The department also protects students by ensuring that factors such as race, income, language, sexual orientation, and disability are not barriers to high-quality schooling.

Over the past year, however, President Trump and Secretary DeVos have proven again and again that they have little regard for the nation’s public education system and the role of the Department of Education in protecting vulnerable students and supporting and improving public schools.

Here are seven signs that Trump and DeVos are slowly but steadily making good on their promise to diminish the Department of Education.

1.) Trump nominated the most unqualified secretary of education in U.S. history.

President Trump’s efforts to scale back the role of the Department of Education began soon after his election, when he announced his intention to nominate Betsy DeVos for secretary of education.

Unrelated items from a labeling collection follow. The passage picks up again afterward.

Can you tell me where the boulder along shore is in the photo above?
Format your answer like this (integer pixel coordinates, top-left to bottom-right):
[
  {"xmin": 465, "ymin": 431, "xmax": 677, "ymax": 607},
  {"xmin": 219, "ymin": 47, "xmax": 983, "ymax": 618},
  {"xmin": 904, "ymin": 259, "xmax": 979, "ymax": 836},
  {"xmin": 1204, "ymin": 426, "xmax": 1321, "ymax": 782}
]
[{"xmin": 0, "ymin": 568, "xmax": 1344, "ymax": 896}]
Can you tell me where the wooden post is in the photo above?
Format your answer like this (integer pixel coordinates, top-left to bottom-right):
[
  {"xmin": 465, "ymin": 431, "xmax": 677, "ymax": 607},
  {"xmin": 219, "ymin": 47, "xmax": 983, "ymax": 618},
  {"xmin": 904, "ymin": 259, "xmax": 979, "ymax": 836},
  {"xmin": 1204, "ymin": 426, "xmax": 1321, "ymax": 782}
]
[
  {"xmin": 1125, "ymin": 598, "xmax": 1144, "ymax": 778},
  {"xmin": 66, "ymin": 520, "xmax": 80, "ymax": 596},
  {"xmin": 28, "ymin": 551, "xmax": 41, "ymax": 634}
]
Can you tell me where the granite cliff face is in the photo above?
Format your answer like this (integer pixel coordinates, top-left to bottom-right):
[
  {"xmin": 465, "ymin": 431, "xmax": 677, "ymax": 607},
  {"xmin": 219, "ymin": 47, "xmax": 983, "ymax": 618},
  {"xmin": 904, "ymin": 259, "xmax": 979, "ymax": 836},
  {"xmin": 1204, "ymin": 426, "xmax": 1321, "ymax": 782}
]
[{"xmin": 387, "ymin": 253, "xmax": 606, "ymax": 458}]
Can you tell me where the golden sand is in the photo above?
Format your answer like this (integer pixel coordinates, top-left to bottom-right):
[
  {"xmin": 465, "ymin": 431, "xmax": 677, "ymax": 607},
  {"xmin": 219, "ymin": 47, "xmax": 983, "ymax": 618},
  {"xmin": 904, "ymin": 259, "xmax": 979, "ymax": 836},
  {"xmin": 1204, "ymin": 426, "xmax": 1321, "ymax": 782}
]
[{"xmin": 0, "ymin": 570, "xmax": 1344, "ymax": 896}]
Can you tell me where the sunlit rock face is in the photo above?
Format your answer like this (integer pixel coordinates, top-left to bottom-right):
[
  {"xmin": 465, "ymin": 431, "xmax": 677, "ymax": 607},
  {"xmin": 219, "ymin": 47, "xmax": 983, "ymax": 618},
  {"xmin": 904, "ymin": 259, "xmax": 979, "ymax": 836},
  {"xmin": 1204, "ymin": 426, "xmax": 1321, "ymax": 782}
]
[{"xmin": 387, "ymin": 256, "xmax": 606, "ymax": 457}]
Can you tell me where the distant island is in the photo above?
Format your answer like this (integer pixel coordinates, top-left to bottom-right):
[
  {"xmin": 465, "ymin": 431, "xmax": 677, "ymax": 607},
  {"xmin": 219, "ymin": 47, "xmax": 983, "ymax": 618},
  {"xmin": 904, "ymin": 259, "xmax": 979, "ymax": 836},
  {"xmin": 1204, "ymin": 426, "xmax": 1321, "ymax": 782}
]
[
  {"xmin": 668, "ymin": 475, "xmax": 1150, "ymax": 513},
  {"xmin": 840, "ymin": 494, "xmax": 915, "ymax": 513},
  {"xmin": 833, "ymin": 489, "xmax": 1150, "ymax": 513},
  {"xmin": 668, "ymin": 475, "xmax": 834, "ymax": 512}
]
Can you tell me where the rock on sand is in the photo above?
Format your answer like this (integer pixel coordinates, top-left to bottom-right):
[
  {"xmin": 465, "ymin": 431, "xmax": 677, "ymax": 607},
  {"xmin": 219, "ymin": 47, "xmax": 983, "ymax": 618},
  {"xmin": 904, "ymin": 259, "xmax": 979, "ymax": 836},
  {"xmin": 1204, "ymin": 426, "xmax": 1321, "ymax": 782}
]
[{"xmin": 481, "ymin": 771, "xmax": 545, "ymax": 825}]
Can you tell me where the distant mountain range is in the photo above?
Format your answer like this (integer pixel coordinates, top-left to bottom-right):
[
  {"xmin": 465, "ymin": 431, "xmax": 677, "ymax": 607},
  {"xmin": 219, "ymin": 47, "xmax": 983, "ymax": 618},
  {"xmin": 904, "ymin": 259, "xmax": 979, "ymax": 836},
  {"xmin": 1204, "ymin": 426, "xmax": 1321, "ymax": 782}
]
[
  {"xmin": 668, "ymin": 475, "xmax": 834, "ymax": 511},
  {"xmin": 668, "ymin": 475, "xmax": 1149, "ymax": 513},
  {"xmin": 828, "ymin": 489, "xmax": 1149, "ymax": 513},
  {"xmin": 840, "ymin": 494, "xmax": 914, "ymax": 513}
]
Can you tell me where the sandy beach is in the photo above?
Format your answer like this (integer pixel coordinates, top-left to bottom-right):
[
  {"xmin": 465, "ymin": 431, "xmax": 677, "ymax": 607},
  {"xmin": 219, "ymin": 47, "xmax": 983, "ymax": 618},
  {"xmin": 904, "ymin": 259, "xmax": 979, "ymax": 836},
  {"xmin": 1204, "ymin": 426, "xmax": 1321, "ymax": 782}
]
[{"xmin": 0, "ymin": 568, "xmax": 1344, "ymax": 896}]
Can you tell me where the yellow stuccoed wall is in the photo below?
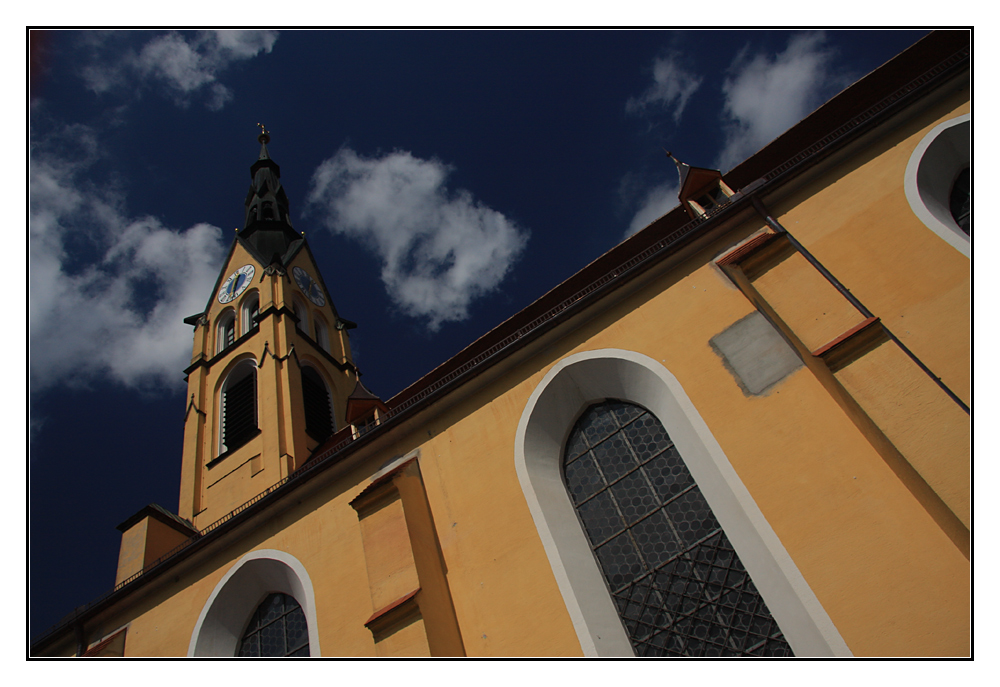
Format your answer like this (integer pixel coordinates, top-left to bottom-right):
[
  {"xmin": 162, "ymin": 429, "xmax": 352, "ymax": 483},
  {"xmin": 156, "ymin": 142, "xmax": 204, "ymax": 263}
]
[
  {"xmin": 95, "ymin": 91, "xmax": 970, "ymax": 656},
  {"xmin": 179, "ymin": 243, "xmax": 357, "ymax": 528}
]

Despite his own lack of knowledge about education, Trump selected DeVos, who has arguably the least amount of experience in public education of any former education secretary.

According to EdWeek, DeVos has not attended or worked in public schools, and her children have never attended public schools. After a fiercely fought confirmation battle during which she showcased her lack of knowledge about the U.S. education system, DeVos was confirmed as secretary of education after Vice President Mike Pence cast a historic tiebreaking vote in her favor in early February 2017.

Much of the pushback from critics centered on DeVos’ limited experience in the education sector and her role as a billionaire megadonor to many of the congressional members who would eventually vote in her favor. Indeed, she made $115,000 in personal donations to sitting Republican senators who voted on her confirmation and admitted that it is “possible” her family has donated $200 million to the Republican Party.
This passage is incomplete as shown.